As for the real estate, the paper says, “contraction in demand” of unaccounted incomes would mean fall in its transactions, with some activities ceasing to happen, adding, the compression in investments in the construction sector “can have adverse income and employment.”
Coming to the impact on the agricultural sector, the paper says, “This is the sowing season for the Rabi crop in some parts of the country and the harvesting season for the Kharif crop. Most of the purchases and sales in this segment of the economy are carried out through cash.”
“With the elimination of cash from the economy, sale of kharif crop would be difficult unless the crop is sold on the promise of payment in future”, the scholars say, adding, “Given the limited bargaining power of the farmer, the price they can realise for the crop can be adversely affected.”
“On the other hand”, according to the scholars, “in the sowing activity, people would not get access to the inputs required since most of the inputs are now purchased from the market unless they seek access to credit from the supplier. In other words, with demonetisation, there would be a significant strengthening of the informal sector credit market in the rural economy.”

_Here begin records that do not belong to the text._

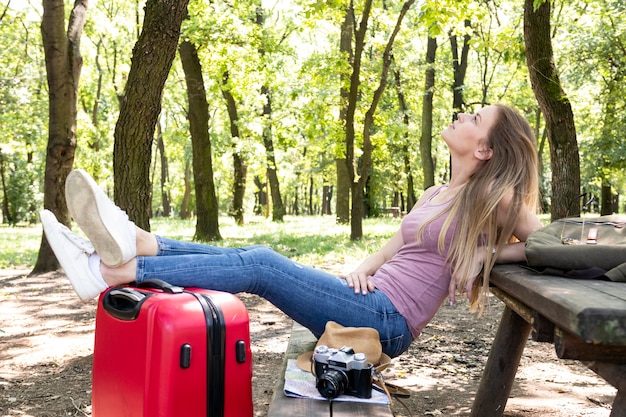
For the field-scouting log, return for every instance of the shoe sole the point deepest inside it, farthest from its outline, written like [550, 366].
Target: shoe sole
[77, 183]
[52, 229]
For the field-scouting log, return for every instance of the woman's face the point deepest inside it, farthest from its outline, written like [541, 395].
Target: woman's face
[468, 133]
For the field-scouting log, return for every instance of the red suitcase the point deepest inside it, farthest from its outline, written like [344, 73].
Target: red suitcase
[171, 352]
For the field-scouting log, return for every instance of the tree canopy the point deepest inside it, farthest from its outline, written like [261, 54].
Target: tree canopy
[295, 63]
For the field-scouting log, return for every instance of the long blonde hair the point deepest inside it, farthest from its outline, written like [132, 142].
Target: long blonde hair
[512, 168]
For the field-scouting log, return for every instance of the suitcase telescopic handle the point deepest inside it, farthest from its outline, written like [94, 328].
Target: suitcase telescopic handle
[161, 285]
[124, 303]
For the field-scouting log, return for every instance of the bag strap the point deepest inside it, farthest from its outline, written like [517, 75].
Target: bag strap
[617, 274]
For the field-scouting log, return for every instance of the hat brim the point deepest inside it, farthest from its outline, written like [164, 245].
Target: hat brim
[305, 362]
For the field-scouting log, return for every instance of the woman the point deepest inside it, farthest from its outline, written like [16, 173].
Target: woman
[484, 214]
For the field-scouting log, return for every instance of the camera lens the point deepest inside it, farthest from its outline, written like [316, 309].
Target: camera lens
[332, 383]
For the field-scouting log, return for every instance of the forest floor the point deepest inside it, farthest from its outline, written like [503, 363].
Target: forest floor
[46, 347]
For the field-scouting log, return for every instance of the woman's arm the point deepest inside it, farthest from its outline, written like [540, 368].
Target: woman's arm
[359, 278]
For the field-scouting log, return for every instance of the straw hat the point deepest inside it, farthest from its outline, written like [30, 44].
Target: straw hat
[361, 339]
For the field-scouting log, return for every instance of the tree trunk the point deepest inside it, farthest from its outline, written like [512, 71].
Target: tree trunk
[556, 109]
[141, 105]
[358, 187]
[207, 210]
[404, 108]
[459, 65]
[185, 213]
[278, 209]
[63, 67]
[356, 216]
[240, 169]
[342, 205]
[426, 139]
[165, 194]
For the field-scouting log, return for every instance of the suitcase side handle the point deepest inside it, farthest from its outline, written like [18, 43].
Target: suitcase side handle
[124, 303]
[160, 285]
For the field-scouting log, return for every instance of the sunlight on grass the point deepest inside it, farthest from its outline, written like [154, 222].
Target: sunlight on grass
[311, 240]
[19, 246]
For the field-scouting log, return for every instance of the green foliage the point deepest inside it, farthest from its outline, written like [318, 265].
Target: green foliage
[312, 240]
[296, 54]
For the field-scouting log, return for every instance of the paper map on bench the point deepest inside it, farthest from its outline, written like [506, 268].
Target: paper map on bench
[301, 384]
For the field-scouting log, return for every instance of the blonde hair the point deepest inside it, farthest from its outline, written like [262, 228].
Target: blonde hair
[511, 171]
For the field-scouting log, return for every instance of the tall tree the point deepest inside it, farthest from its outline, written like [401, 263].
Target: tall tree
[240, 168]
[342, 207]
[411, 199]
[459, 66]
[428, 165]
[140, 107]
[63, 66]
[361, 176]
[278, 209]
[556, 109]
[207, 219]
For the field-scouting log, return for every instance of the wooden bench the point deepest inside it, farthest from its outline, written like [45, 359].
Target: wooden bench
[585, 319]
[302, 340]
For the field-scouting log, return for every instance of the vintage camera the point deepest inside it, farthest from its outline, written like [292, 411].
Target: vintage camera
[342, 371]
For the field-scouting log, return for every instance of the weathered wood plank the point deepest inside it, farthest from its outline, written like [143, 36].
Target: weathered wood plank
[302, 340]
[352, 409]
[594, 311]
[568, 346]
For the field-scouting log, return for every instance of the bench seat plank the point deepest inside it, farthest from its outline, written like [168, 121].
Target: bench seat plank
[595, 311]
[300, 341]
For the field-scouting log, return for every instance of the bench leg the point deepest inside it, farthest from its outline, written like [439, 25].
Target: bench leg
[619, 405]
[504, 357]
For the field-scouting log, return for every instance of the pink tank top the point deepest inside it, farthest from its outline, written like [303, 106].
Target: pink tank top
[416, 279]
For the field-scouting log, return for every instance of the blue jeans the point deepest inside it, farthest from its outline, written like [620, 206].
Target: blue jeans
[309, 296]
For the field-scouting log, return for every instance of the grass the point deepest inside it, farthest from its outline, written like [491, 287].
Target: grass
[311, 240]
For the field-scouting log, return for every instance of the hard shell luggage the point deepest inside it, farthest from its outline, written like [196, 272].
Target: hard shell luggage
[171, 352]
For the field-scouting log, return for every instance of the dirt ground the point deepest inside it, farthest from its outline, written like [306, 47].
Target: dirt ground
[46, 346]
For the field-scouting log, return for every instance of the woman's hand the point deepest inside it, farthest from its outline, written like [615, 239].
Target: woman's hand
[359, 281]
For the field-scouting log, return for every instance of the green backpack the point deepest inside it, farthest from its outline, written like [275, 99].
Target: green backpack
[580, 247]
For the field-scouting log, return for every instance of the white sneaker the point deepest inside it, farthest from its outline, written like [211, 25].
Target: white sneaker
[73, 253]
[105, 224]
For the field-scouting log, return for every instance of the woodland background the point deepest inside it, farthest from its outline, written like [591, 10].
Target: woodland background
[205, 108]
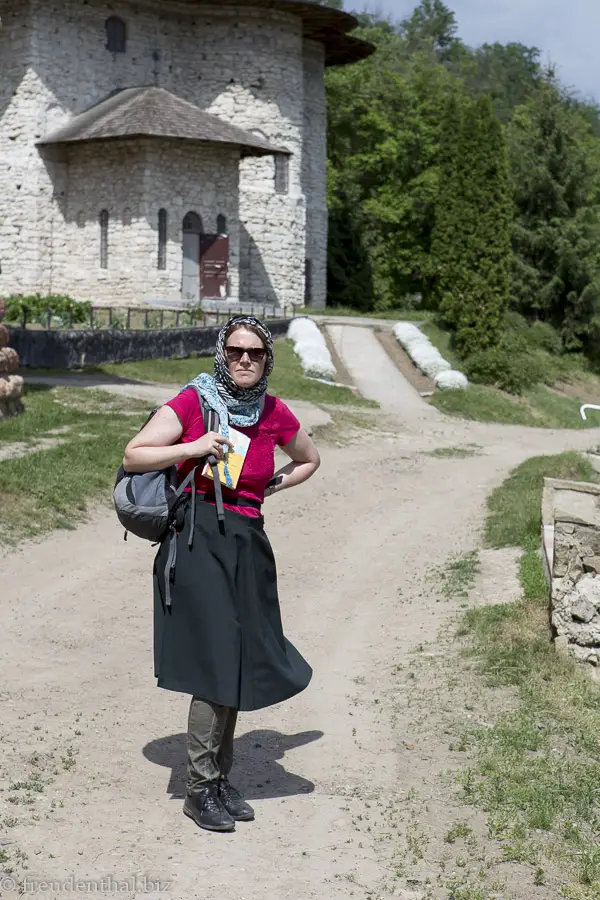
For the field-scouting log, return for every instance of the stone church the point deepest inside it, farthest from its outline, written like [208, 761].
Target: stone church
[167, 151]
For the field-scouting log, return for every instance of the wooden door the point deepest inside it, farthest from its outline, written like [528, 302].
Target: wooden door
[214, 266]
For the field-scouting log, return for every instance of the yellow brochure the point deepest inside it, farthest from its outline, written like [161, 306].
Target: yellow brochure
[235, 458]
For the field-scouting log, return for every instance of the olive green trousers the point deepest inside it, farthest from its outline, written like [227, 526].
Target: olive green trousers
[209, 743]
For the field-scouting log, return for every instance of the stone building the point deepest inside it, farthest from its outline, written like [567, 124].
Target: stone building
[166, 151]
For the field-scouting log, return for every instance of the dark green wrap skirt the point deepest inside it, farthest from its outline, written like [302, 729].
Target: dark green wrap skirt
[221, 638]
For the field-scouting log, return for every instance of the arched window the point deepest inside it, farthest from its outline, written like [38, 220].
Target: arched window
[104, 239]
[116, 35]
[192, 223]
[162, 239]
[282, 173]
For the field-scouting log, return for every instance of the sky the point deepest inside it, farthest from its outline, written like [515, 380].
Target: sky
[566, 31]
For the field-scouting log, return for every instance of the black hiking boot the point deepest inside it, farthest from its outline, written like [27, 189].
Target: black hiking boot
[206, 809]
[234, 803]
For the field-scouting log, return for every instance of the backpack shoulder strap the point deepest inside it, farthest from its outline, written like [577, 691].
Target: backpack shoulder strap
[209, 416]
[211, 423]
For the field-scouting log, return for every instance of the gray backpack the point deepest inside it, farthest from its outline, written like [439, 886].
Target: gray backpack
[151, 505]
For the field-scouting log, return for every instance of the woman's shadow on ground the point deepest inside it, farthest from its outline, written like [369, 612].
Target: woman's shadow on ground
[256, 770]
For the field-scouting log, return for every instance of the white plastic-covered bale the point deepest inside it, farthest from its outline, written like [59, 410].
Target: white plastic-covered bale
[407, 334]
[451, 380]
[311, 348]
[428, 358]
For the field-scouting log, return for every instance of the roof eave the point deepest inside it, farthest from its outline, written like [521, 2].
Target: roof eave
[245, 149]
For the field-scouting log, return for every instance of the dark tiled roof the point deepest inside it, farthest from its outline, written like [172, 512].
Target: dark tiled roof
[154, 112]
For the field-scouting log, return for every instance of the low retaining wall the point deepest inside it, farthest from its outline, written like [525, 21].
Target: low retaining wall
[40, 349]
[571, 538]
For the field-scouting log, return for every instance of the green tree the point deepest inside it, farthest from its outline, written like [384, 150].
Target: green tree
[384, 127]
[509, 74]
[471, 241]
[554, 160]
[431, 23]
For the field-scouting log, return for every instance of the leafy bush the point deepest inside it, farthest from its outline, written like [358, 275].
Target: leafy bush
[35, 308]
[543, 336]
[509, 371]
[514, 321]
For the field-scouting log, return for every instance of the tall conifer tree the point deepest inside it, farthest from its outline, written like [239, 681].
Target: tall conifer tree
[472, 235]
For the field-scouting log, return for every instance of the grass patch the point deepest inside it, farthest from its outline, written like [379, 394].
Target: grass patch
[442, 340]
[537, 768]
[287, 381]
[457, 577]
[454, 452]
[52, 488]
[538, 407]
[515, 507]
[400, 315]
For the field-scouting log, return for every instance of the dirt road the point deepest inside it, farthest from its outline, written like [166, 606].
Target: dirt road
[102, 749]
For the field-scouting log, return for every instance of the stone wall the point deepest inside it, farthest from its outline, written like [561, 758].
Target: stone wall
[11, 384]
[571, 523]
[253, 73]
[314, 173]
[132, 180]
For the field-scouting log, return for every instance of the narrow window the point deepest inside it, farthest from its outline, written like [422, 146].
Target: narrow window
[162, 239]
[307, 282]
[116, 35]
[282, 173]
[104, 239]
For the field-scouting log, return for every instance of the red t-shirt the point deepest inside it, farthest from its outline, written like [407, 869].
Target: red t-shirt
[276, 427]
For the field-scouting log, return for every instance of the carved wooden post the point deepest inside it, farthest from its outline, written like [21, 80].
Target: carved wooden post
[11, 385]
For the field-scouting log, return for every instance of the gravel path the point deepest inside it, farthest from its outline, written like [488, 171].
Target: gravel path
[355, 549]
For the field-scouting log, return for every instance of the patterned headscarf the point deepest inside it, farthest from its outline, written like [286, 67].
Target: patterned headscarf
[236, 405]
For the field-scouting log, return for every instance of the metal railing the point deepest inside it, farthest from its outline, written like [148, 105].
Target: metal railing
[128, 318]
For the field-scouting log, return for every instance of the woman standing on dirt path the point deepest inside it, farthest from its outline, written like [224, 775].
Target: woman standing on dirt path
[221, 639]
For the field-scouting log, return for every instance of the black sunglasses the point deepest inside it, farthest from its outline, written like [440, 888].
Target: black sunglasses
[255, 354]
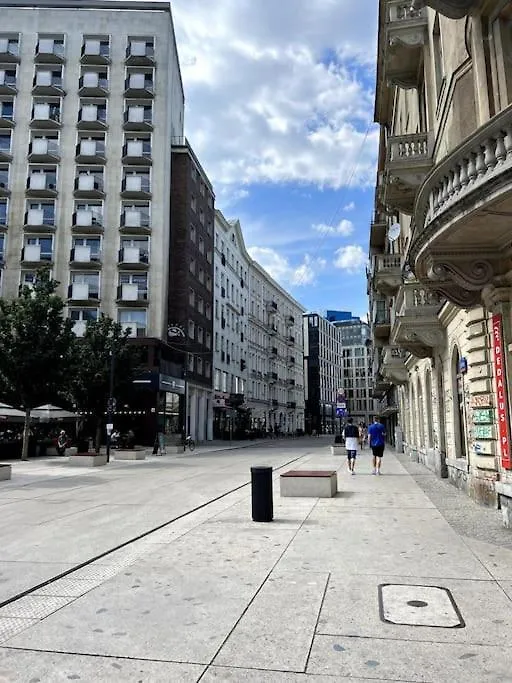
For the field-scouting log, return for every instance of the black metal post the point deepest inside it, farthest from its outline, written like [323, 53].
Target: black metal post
[262, 498]
[110, 407]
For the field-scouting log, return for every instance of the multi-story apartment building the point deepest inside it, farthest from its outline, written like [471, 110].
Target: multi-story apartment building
[190, 302]
[231, 303]
[325, 386]
[358, 370]
[275, 391]
[90, 98]
[440, 245]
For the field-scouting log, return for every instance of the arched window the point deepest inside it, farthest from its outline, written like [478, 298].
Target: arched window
[428, 406]
[420, 413]
[459, 413]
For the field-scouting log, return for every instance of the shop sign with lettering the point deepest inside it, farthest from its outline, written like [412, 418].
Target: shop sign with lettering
[501, 390]
[483, 416]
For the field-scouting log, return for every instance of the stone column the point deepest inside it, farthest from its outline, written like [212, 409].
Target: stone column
[201, 420]
[209, 418]
[192, 412]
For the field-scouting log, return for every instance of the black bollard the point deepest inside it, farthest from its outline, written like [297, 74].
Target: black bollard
[262, 500]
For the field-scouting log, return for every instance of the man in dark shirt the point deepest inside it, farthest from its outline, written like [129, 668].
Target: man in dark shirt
[377, 438]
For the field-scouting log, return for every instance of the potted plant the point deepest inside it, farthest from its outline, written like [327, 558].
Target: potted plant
[338, 448]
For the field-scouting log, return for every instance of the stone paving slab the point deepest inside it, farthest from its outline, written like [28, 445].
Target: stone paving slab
[368, 542]
[16, 577]
[18, 666]
[497, 561]
[178, 615]
[222, 673]
[277, 629]
[351, 608]
[402, 660]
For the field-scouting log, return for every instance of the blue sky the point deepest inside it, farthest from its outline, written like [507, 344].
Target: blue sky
[279, 105]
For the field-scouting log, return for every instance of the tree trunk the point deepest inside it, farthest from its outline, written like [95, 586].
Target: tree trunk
[97, 443]
[26, 434]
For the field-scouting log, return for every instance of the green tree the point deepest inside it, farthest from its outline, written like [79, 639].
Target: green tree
[36, 348]
[104, 347]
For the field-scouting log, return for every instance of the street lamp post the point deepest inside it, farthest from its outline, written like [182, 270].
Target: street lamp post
[111, 401]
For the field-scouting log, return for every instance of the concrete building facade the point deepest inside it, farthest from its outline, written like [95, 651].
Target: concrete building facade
[89, 104]
[275, 391]
[440, 282]
[325, 385]
[231, 294]
[190, 291]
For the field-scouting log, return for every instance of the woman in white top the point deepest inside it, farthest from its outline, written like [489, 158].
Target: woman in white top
[351, 434]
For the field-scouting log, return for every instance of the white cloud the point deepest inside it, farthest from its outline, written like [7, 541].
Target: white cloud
[344, 228]
[274, 91]
[351, 259]
[279, 267]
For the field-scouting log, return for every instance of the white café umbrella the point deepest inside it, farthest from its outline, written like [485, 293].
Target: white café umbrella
[10, 413]
[50, 412]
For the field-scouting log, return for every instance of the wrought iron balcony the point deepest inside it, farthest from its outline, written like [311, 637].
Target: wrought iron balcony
[405, 34]
[416, 326]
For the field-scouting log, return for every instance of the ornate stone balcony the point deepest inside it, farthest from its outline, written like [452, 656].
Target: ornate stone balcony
[461, 241]
[387, 273]
[409, 160]
[415, 326]
[393, 365]
[405, 36]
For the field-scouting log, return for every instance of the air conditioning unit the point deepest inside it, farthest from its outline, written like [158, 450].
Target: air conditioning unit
[80, 291]
[35, 217]
[130, 292]
[88, 148]
[40, 146]
[83, 254]
[131, 327]
[37, 181]
[84, 218]
[136, 114]
[132, 219]
[134, 148]
[131, 255]
[32, 253]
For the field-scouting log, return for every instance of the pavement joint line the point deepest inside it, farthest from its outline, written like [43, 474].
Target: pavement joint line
[258, 591]
[100, 656]
[139, 537]
[461, 643]
[326, 587]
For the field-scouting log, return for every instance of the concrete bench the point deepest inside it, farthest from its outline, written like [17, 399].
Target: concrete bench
[309, 484]
[133, 454]
[88, 460]
[5, 472]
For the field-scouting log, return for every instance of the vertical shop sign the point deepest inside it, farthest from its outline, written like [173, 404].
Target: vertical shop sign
[501, 391]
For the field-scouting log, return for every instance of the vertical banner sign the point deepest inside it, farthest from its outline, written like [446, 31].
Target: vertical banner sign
[501, 391]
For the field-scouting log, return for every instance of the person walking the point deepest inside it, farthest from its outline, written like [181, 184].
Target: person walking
[377, 438]
[351, 436]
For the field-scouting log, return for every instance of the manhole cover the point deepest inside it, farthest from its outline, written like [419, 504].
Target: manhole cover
[419, 606]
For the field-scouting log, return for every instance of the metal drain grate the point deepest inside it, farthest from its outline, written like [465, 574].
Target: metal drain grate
[419, 606]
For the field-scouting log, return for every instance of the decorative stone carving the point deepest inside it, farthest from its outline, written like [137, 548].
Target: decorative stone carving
[453, 9]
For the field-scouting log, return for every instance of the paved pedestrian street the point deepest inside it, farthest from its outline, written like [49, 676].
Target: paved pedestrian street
[397, 578]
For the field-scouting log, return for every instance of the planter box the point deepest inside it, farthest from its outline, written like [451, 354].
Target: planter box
[309, 484]
[129, 454]
[174, 449]
[88, 460]
[5, 472]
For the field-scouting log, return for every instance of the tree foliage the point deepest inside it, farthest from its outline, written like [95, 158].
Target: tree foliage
[36, 347]
[90, 386]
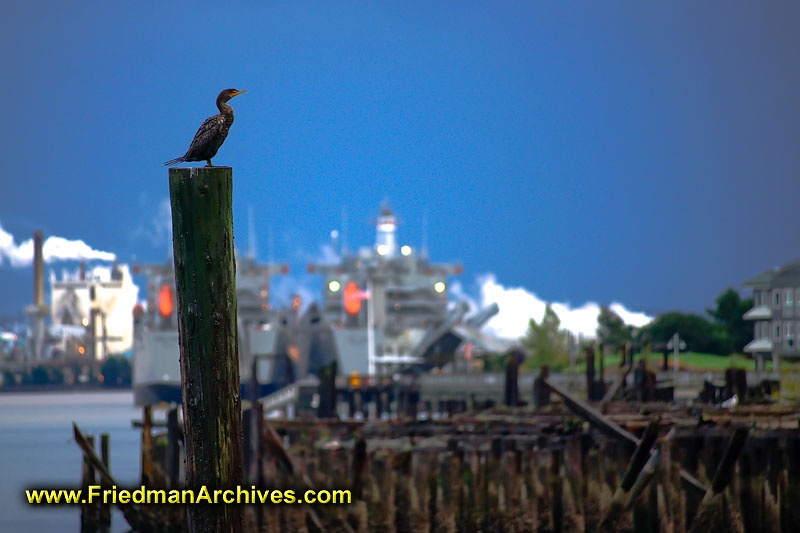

At the macro level, the paper says, the official expectation appears to be that the cash being extinguished would result lead to the possibility of “expansion in potential credit creation” because of “sufficient demand for credit.”
Disputing this view, they say, “It is not correct to assume that expansion in credit will definitely materialize… Demonetisation has been introduced in an environment where demand for credit is rather low. A compression in demand in the economy would further depress the sentiment driving investments.”